Di pagi hari pas lebaran, akhirnya saya mengajak mereka untuk jalan-jalan ke Candi Borobudur.
Anda menjadi pelatih pertama yang berhasil menjuarai Piala AFF, Bagaimana perasaannya?
Tentu ini adalah kebanggaan. Bukan hanya kebanggan saya pribadi dan tim, tapi juga kebanggaan bangsa. Kita semua tahu, Indonesia sebelumnya tidak pernah juara selama 22 tahun pada ajang resmi setelah terakhir kali di SEA Games 1991.
Semoga ini bisa menjadi momentum kebangkitan sepak bola Indonesia. Saya mengucapkan terima kasih kepada masyarakat yang selalu mendukung dan mendoakan perjuangan kami
Target selanjutnya?
Terdekat kita akan menghadapi kualifikasi Piala Asia U-19 2014 pada Oktober ini. Dengan momentum kemenangan kemarin, kami yakin akan-anak bakal melangkah dengan lebih percaya diri. Sebab, mereka sudah berhasil melewati turnamen AFF yang sangat ketat kemarin.
Insya Allah kita bisa, target pertama tentunya adalah lolos kualifikasi terlebih dahulu. Kami akan kembali berlatih tanggal 27 September di Stadion Gelora Delta Sidoarjo.
Komposisi pemain?
Sebenarnya dari tiga bulan persiapan sebelum turun di AFF, kami sudah mengantongi 31 nama pemain. Kuota pemain di kualifikasi Piala Asia lebih banyak yakni 23 pemain. Tentu, dari daftar 20 pemain yang ikut AFF kemarin, bisa saja ada yang keluar dan digantikan dengan yang lain.
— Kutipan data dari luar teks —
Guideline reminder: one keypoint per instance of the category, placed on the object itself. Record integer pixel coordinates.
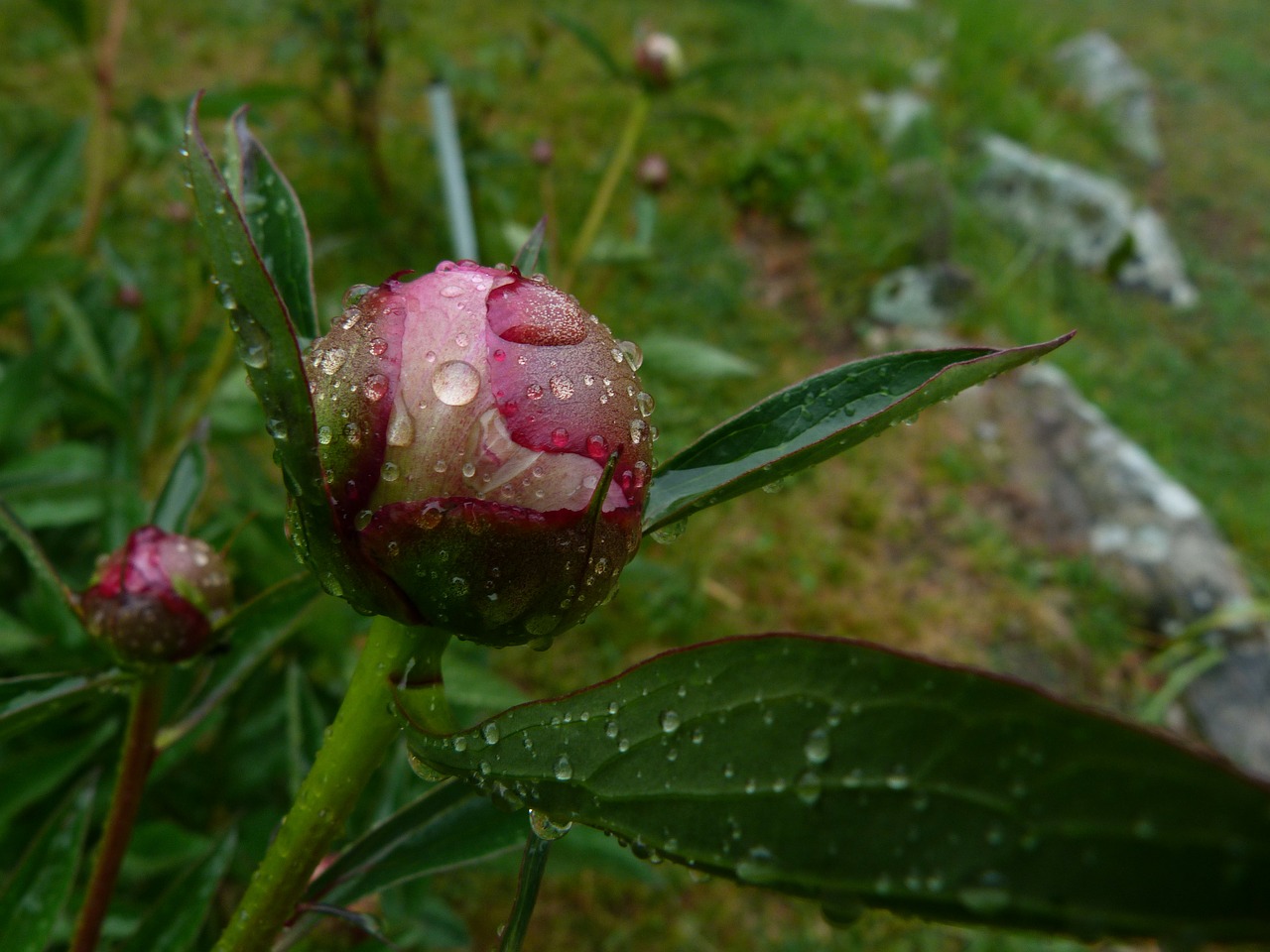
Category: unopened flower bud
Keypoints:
(158, 598)
(485, 449)
(653, 172)
(658, 60)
Visi Anda dalam memandang sepak bola?
Prinsip saya sih sederhana, hanya dua. Berusaha keras mencetak gol sebanyak-banyaknya dan jangan sampai kebobolan. Tidak perlu kita meminta pemain untuk bermain cantik dengan meniru tiki taka ala Barcelona. Orang-orang kita bakal mumet sendiri.
Bagaimana mempertahankan performa pemain?
Itu memang sudah kami bahas dengan PSSI. Tim ini juga diproyeksikan untuk SEA Games 2017. Saya sudah berdiskusi dan meminta kepada PSSI untuk terus memberikan jam terbang kepada pemain dengan mengikuti segala kompetisi internasional.
Kita juga jangan lagi beruji coba dengan tim-tim lokal. Bila perlu kita meniru program-program di negara lain dengan menjalani tur Asia bahkan Eropa.
Bagaimana pandangan Anda terkait pembinaan usia muda di Indonesia?
Yang paling saya perhatikan adalah bahwa para pelatih usia muda yang ada di Indonesia kebanyakan tidak menyiapkan faktor non-teknis.
Kebanyakan lebih fokus meningkatkan kemampuan individu pemain, padahal attitude pemain juga harus diperhatikan. Jangan sampai pemain bisa jadi idola tapi tidak bisa jadi panutan. Ini tugas semua pelatih tim usia muda dan juga saya tentunya.